The stiff drop in home building, reported by the Commerce Department today, “will be a huge drag on GDP [gross domestic product] growth in the fourth quarter of 2007 and the first two quarters of 2008,” said Patrick Newport, U.S. economist for the research firm Global Insight, in an interview. “We expect residential investment to chop GDP growth by 1.6% in the fourth quarter, and 1.5% and 0.9% in the first two quarters of 2008.”
Private, non-residential construction, which includes office buildings and shopping malls, also showed significant weakness as it dropped by 0.5% in the quarter, its first decline in 13 months. Mr. Newport called that “an ominous sign [since the sector] had been on a roll, increasing 26 times in 27 months prior to October.”
Private, non-residential construction had been a bright spot this year for the industry, making up for some of the decline in residential spending and providing construction jobs, “but I think things have changed since August, as companies have found it hard to get financing for anything,” Mr. Newport added.

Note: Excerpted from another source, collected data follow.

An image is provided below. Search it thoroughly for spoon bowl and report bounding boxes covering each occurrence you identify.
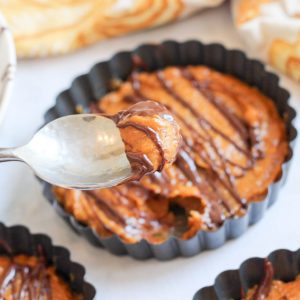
[0,114,132,189]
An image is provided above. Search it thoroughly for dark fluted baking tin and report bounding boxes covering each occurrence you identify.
[42,40,297,260]
[193,248,300,299]
[0,222,96,299]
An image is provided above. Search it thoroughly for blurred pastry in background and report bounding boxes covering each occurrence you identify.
[0,0,224,58]
[233,0,300,82]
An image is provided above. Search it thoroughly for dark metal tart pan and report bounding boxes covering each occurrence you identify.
[42,40,297,260]
[193,248,300,299]
[0,222,96,299]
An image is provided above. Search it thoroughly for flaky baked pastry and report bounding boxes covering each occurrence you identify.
[0,0,224,58]
[233,0,300,82]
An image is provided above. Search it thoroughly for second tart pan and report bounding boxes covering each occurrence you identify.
[193,248,300,299]
[0,222,96,299]
[42,40,297,260]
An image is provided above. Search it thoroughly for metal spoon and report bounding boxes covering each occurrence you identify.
[0,114,132,190]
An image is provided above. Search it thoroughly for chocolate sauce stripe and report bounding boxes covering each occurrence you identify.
[181,68,251,148]
[81,195,114,236]
[131,68,246,209]
[86,191,126,226]
[155,68,250,158]
[181,139,236,213]
[179,142,231,217]
[252,260,274,300]
[173,112,249,176]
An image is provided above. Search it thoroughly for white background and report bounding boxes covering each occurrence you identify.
[0,3,300,300]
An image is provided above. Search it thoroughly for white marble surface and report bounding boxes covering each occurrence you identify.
[0,3,299,300]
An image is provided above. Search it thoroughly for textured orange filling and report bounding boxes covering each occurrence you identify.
[54,65,288,244]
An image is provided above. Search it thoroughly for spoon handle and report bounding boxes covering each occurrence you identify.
[0,148,21,162]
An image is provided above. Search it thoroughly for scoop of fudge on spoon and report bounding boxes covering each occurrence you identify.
[0,101,181,189]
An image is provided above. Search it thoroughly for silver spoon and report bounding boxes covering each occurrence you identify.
[0,114,132,190]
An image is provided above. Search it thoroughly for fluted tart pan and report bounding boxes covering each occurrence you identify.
[0,222,96,299]
[42,40,297,260]
[193,248,300,299]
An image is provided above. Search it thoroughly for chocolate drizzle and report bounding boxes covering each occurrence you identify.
[252,259,274,300]
[155,69,252,181]
[0,243,52,300]
[125,61,258,223]
[155,70,248,203]
[81,56,287,238]
[181,69,250,148]
[86,190,126,226]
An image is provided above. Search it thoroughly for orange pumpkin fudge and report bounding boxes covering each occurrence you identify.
[54,65,288,244]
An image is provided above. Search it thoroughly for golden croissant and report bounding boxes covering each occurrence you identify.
[0,0,224,58]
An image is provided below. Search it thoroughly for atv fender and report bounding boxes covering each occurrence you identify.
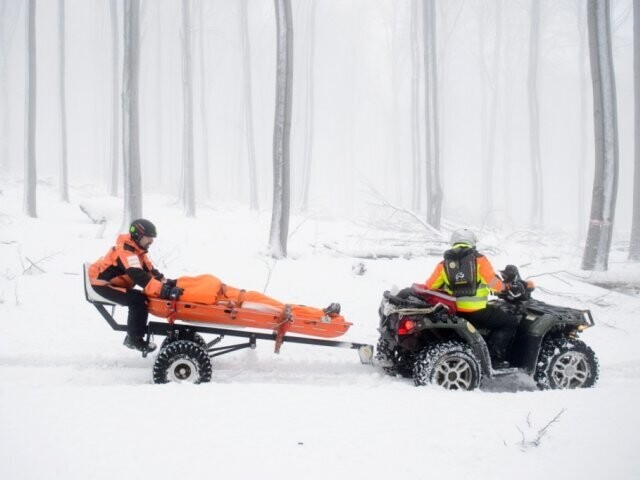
[515,313,558,374]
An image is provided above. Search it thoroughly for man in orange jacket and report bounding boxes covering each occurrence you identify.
[424,228,519,364]
[89,219,178,353]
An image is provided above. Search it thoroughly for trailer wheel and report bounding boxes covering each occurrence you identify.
[160,330,207,350]
[153,340,212,384]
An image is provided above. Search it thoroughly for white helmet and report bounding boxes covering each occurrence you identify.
[450,228,477,248]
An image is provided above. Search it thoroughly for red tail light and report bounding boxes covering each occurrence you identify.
[397,318,415,335]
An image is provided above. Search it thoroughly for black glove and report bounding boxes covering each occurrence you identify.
[501,265,520,284]
[152,269,165,281]
[165,278,177,288]
[160,283,184,300]
[506,281,526,299]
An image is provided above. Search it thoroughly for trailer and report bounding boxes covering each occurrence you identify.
[83,265,374,383]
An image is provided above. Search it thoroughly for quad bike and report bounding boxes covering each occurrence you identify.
[376,271,599,391]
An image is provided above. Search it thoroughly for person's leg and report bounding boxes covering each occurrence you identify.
[460,307,518,360]
[124,289,149,339]
[484,306,519,360]
[93,286,154,352]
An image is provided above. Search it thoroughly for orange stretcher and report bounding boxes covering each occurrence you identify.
[83,265,371,364]
[145,274,352,351]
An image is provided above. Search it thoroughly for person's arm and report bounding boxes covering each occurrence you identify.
[425,262,446,290]
[116,250,163,295]
[477,256,504,292]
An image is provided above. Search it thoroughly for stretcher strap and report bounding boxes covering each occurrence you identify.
[274,305,293,354]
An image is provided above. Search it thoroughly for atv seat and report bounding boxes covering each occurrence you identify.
[83,263,118,306]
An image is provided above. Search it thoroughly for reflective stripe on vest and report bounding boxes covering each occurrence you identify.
[441,270,490,312]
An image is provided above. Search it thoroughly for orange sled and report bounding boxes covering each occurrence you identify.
[83,265,373,383]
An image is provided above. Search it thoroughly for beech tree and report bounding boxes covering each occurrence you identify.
[582,0,619,271]
[180,0,195,217]
[108,0,120,197]
[24,0,37,218]
[240,0,258,210]
[423,0,442,229]
[122,0,142,225]
[269,0,293,258]
[630,0,640,261]
[58,0,69,203]
[197,0,210,199]
[410,0,422,212]
[299,0,316,212]
[1,1,20,172]
[528,0,543,226]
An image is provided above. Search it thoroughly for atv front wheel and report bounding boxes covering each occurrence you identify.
[534,337,599,390]
[413,340,481,390]
[153,340,212,384]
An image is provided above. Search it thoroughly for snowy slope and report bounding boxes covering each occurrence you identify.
[1,181,639,480]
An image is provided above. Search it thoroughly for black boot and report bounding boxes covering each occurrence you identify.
[323,302,341,315]
[124,335,157,353]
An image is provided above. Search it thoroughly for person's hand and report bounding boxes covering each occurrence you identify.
[160,283,183,300]
[506,281,525,299]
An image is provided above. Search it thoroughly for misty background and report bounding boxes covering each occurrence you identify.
[0,0,635,234]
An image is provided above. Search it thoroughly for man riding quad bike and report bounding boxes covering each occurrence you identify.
[376,231,599,391]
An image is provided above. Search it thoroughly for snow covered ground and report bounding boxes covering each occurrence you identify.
[1,180,639,479]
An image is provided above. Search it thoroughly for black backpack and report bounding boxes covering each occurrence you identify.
[443,247,479,297]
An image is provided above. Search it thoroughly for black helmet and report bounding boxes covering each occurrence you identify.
[129,219,157,242]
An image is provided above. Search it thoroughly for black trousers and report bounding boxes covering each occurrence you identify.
[459,305,519,360]
[93,286,149,339]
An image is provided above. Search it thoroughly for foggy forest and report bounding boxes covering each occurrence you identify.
[0,0,638,268]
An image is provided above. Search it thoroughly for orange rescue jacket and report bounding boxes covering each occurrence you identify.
[88,233,164,297]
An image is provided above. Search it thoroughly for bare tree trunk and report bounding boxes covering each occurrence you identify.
[24,0,37,218]
[58,0,69,203]
[300,0,316,212]
[477,8,489,211]
[122,0,142,225]
[630,0,640,261]
[411,0,422,212]
[181,0,195,217]
[197,0,210,200]
[423,0,442,229]
[582,0,619,271]
[528,0,543,226]
[0,1,17,172]
[240,0,258,210]
[269,0,293,258]
[578,0,588,237]
[108,0,120,197]
[485,0,502,213]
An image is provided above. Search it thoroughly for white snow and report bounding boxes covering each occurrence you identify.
[1,180,640,479]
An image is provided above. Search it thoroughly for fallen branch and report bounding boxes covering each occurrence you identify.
[517,408,566,450]
[79,204,107,225]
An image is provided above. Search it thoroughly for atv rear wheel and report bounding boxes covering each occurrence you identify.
[534,337,599,390]
[413,340,481,390]
[153,340,212,384]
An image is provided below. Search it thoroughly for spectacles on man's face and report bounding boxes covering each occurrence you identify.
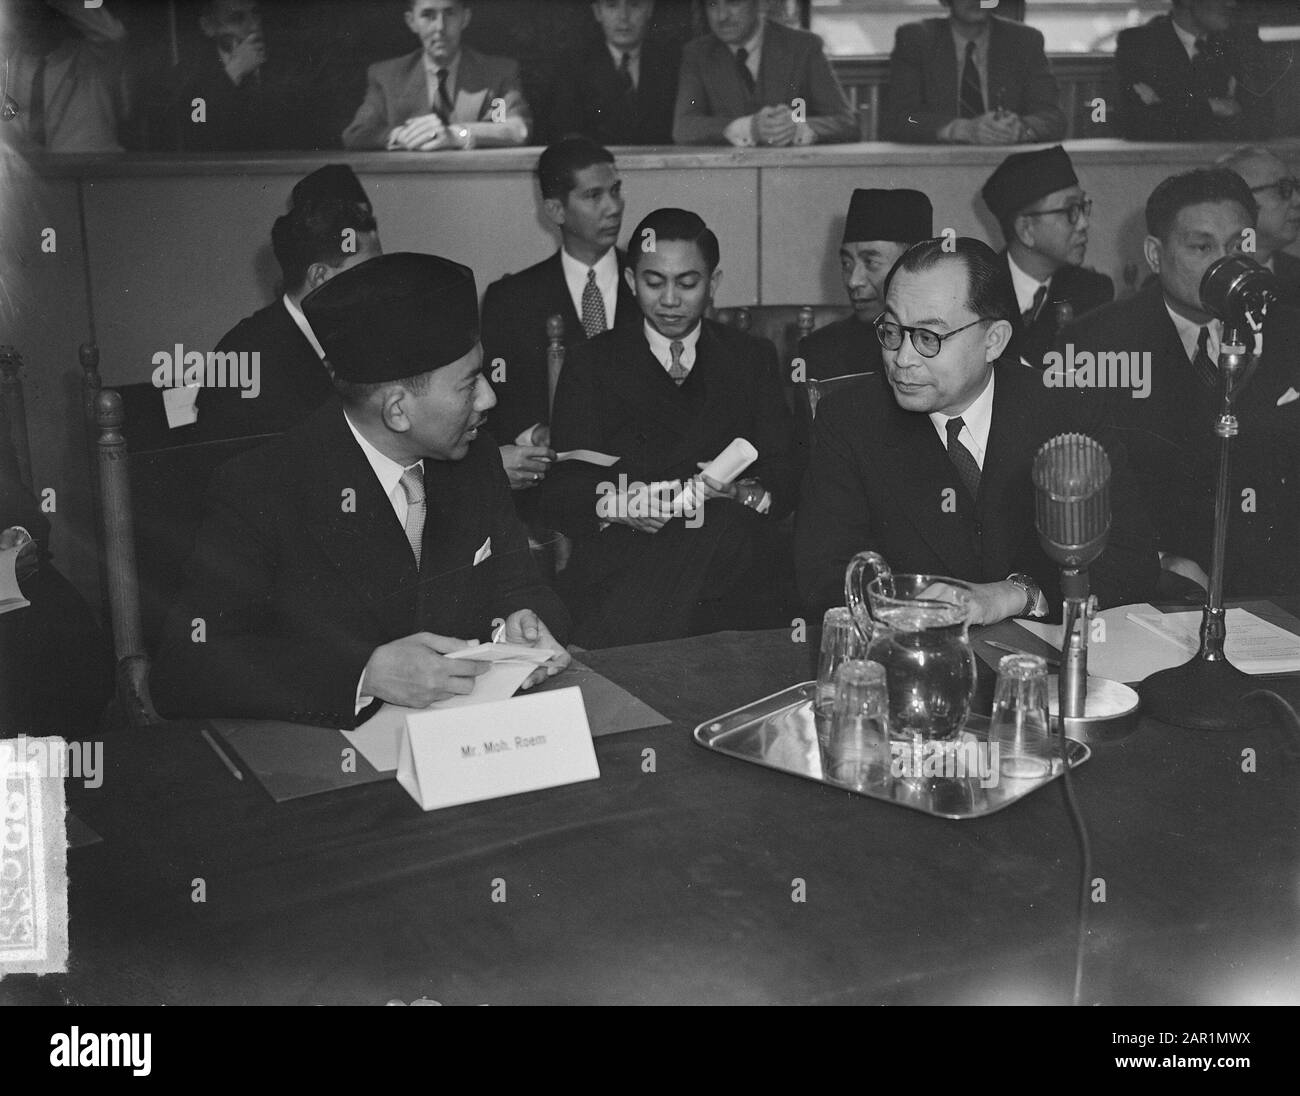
[873,315,990,358]
[1251,177,1299,201]
[1023,197,1093,226]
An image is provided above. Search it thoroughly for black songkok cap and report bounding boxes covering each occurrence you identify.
[302,253,478,383]
[981,145,1079,225]
[291,164,371,211]
[842,189,933,245]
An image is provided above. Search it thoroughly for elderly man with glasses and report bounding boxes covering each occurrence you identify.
[1217,145,1300,303]
[982,145,1115,370]
[794,236,1158,622]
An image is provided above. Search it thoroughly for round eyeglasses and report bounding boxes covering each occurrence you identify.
[1024,198,1092,226]
[1251,177,1299,202]
[873,315,991,358]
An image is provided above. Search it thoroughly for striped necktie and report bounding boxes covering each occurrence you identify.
[618,52,634,93]
[946,417,981,502]
[735,47,756,95]
[399,464,426,569]
[1023,284,1048,326]
[668,340,688,385]
[581,269,607,339]
[959,40,984,119]
[1191,326,1218,390]
[435,68,453,121]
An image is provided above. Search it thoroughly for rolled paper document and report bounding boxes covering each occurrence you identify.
[677,437,759,514]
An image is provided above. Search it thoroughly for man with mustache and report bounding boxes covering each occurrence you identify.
[982,145,1114,370]
[795,237,1157,622]
[342,0,531,150]
[152,254,569,726]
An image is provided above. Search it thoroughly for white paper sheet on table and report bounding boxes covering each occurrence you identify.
[342,644,553,772]
[0,545,31,615]
[1126,608,1300,674]
[1013,603,1187,683]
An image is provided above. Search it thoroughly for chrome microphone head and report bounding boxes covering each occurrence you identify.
[1033,433,1111,571]
[1200,255,1279,321]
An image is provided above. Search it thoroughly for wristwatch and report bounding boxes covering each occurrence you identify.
[1006,572,1047,619]
[454,125,474,150]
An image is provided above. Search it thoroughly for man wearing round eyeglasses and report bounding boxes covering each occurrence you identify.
[795,237,1158,624]
[982,146,1115,371]
[1217,146,1300,302]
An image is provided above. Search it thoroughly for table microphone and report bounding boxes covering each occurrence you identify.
[1031,434,1139,739]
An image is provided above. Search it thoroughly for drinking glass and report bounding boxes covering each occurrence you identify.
[988,653,1058,782]
[824,659,891,792]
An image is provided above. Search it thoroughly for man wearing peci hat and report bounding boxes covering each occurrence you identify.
[982,145,1114,371]
[152,253,571,728]
[799,189,934,384]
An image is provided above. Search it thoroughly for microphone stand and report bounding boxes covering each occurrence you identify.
[1140,321,1255,730]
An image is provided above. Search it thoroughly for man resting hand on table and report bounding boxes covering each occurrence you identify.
[152,253,569,728]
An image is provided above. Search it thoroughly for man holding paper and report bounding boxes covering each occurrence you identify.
[152,253,570,728]
[542,207,796,647]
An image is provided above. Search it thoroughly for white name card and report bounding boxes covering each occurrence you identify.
[396,686,599,811]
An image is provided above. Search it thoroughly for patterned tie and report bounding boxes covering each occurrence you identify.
[435,68,453,121]
[668,340,688,385]
[399,464,426,569]
[581,269,607,339]
[1191,326,1218,390]
[619,52,634,93]
[945,417,982,503]
[959,40,984,119]
[735,47,756,95]
[1023,284,1048,326]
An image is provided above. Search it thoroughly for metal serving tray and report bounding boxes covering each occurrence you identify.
[693,682,1090,820]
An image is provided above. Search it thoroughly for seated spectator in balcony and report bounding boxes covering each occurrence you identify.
[0,0,127,153]
[196,165,383,442]
[546,0,679,146]
[886,0,1065,145]
[1116,0,1275,142]
[342,0,531,151]
[673,0,857,146]
[174,0,314,151]
[1217,146,1300,301]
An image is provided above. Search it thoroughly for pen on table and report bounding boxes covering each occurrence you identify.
[982,639,1061,669]
[200,727,244,781]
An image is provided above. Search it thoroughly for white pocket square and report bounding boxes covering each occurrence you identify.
[1278,387,1299,407]
[473,537,492,566]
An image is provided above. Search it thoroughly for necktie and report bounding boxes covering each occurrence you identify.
[946,417,981,503]
[29,52,46,148]
[619,52,634,93]
[1023,284,1048,326]
[581,269,607,339]
[668,340,688,385]
[1191,326,1218,390]
[959,40,984,119]
[435,68,453,121]
[735,47,756,96]
[399,465,426,569]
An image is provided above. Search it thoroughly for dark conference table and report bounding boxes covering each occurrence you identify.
[13,622,1300,1006]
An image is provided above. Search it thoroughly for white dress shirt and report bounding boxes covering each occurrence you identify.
[423,50,462,113]
[560,247,620,333]
[1007,253,1051,319]
[644,319,701,377]
[607,42,641,90]
[282,294,327,360]
[1171,18,1201,63]
[1165,304,1223,365]
[928,369,996,469]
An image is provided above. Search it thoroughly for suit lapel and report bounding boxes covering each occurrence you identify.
[881,391,980,576]
[544,252,584,344]
[757,23,790,104]
[452,48,491,121]
[986,18,1011,110]
[397,50,430,123]
[713,35,753,113]
[931,20,959,115]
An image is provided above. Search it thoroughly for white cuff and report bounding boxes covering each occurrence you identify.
[724,116,756,146]
[793,122,816,146]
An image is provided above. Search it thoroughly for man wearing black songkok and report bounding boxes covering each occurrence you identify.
[152,253,571,727]
[981,145,1113,370]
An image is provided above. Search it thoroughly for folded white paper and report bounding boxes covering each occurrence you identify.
[556,449,619,467]
[397,686,599,811]
[0,545,31,616]
[674,437,758,515]
[1126,608,1300,674]
[162,384,200,429]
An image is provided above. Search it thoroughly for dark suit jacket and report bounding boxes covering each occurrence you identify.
[196,300,335,442]
[1006,253,1115,370]
[481,249,639,445]
[1273,250,1300,305]
[1115,15,1273,141]
[886,16,1065,143]
[175,53,315,152]
[794,364,1159,619]
[673,21,857,145]
[542,318,796,535]
[547,39,680,145]
[342,46,531,149]
[1060,283,1300,593]
[1,408,48,554]
[151,399,569,728]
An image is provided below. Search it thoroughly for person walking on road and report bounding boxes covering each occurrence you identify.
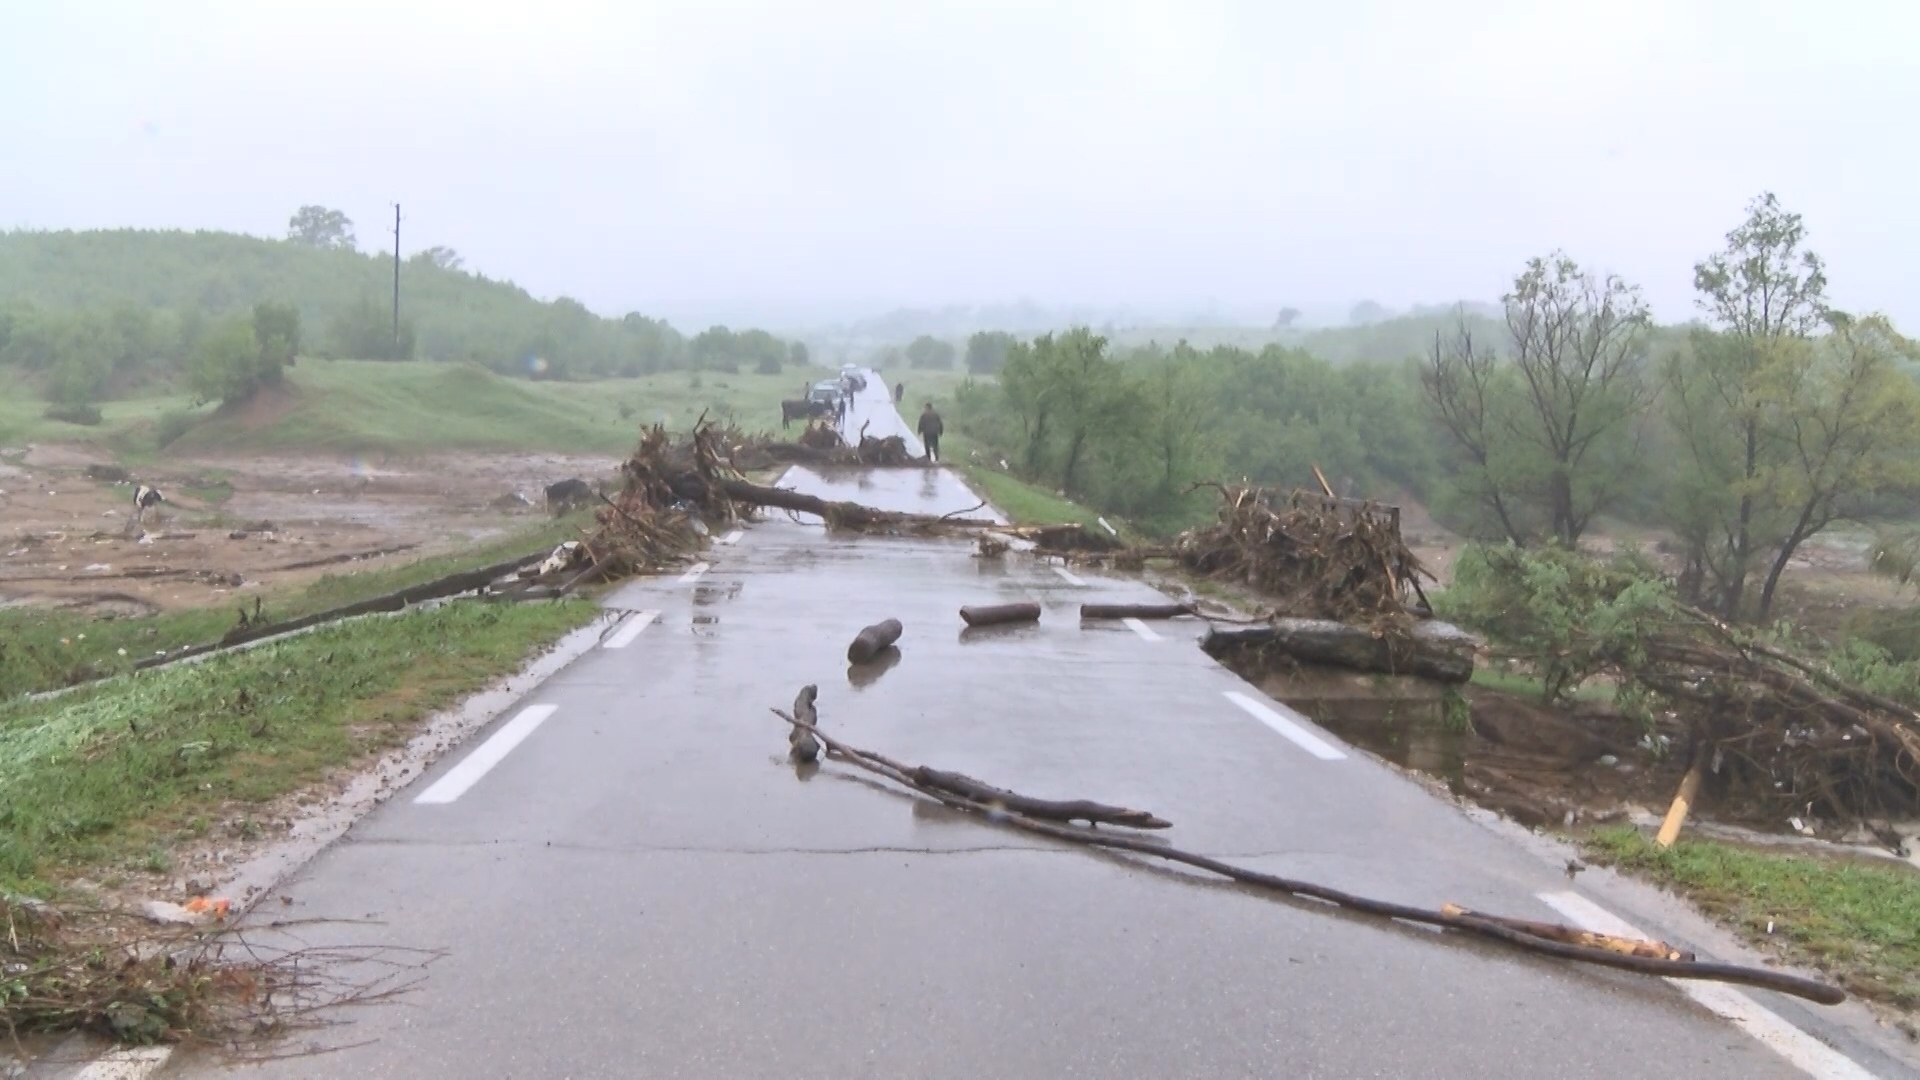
[894,381,905,405]
[917,402,944,464]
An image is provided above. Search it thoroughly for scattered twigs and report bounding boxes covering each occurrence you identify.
[770,702,1845,1006]
[1,896,436,1049]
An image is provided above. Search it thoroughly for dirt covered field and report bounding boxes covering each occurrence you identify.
[0,442,619,615]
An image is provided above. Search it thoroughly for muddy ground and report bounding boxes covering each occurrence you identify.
[0,443,620,614]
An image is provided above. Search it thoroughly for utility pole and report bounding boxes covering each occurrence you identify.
[390,203,402,358]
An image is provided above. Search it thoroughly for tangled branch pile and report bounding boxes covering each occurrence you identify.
[1174,486,1426,626]
[1444,544,1920,823]
[2,895,422,1047]
[577,424,746,578]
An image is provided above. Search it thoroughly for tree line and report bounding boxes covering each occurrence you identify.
[0,212,805,410]
[950,193,1920,622]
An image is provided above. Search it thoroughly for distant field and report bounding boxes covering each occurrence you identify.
[0,360,973,458]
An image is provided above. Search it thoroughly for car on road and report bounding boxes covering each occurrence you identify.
[807,380,843,406]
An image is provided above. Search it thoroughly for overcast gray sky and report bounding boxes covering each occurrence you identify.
[5,0,1915,330]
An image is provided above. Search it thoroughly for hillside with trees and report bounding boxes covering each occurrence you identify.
[0,213,799,413]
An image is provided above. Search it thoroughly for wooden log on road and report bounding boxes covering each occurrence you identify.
[907,766,1171,829]
[961,601,1041,627]
[1203,617,1477,684]
[848,618,904,664]
[1080,602,1192,621]
[789,684,821,764]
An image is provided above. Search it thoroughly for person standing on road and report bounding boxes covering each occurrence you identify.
[894,381,904,404]
[917,402,944,463]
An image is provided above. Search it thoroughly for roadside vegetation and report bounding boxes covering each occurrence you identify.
[0,597,597,892]
[0,513,594,701]
[1585,828,1920,1014]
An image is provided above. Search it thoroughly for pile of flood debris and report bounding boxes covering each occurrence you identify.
[1173,485,1428,626]
[0,891,420,1048]
[739,422,922,469]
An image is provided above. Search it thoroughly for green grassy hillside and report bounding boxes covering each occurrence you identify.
[169,360,821,455]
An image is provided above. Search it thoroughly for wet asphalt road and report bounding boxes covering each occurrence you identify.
[161,381,1889,1079]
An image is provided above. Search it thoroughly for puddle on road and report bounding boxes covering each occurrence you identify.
[847,645,902,689]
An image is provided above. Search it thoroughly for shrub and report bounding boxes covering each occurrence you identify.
[43,402,103,426]
[755,355,782,375]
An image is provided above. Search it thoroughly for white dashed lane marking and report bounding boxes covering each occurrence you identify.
[1223,691,1347,761]
[1052,566,1087,586]
[680,562,710,583]
[718,529,743,545]
[604,610,659,649]
[1123,617,1162,642]
[75,1046,172,1080]
[1536,891,1876,1080]
[414,705,559,805]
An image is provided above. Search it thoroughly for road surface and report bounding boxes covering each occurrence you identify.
[134,374,1900,1079]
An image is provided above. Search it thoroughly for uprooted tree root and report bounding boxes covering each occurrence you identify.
[3,897,431,1051]
[772,696,1846,1007]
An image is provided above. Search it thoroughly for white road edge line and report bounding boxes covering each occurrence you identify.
[1123,617,1162,642]
[680,562,710,583]
[718,529,743,545]
[1222,691,1347,761]
[603,610,660,649]
[414,705,559,805]
[1537,891,1876,1080]
[75,1046,172,1080]
[1052,566,1087,586]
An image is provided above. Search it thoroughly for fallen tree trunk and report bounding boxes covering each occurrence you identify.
[1080,602,1192,620]
[129,553,549,674]
[907,767,1171,829]
[717,477,998,531]
[1203,617,1477,684]
[960,602,1041,627]
[771,701,1843,1006]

That sector of building has been hurt by the logjam in commercial mortgage-backed securities (CMBS) market, he said. “[It] has dried up since August, and companies are scrambling to get funding for new construction projects,” he wrote in a research note today. “Making matters worse, the interest rate spreads on the [CMBS] indexes, which measure the risk the market places on CMBS, have widened dramatically in recent weeks—despite that fact that borrowers remain current on their debts.”
The only positive note in October, and a small one at that, was that public construction, such as for infrastructure improvements, rose 0.8%, its eighth straight quarterly gain.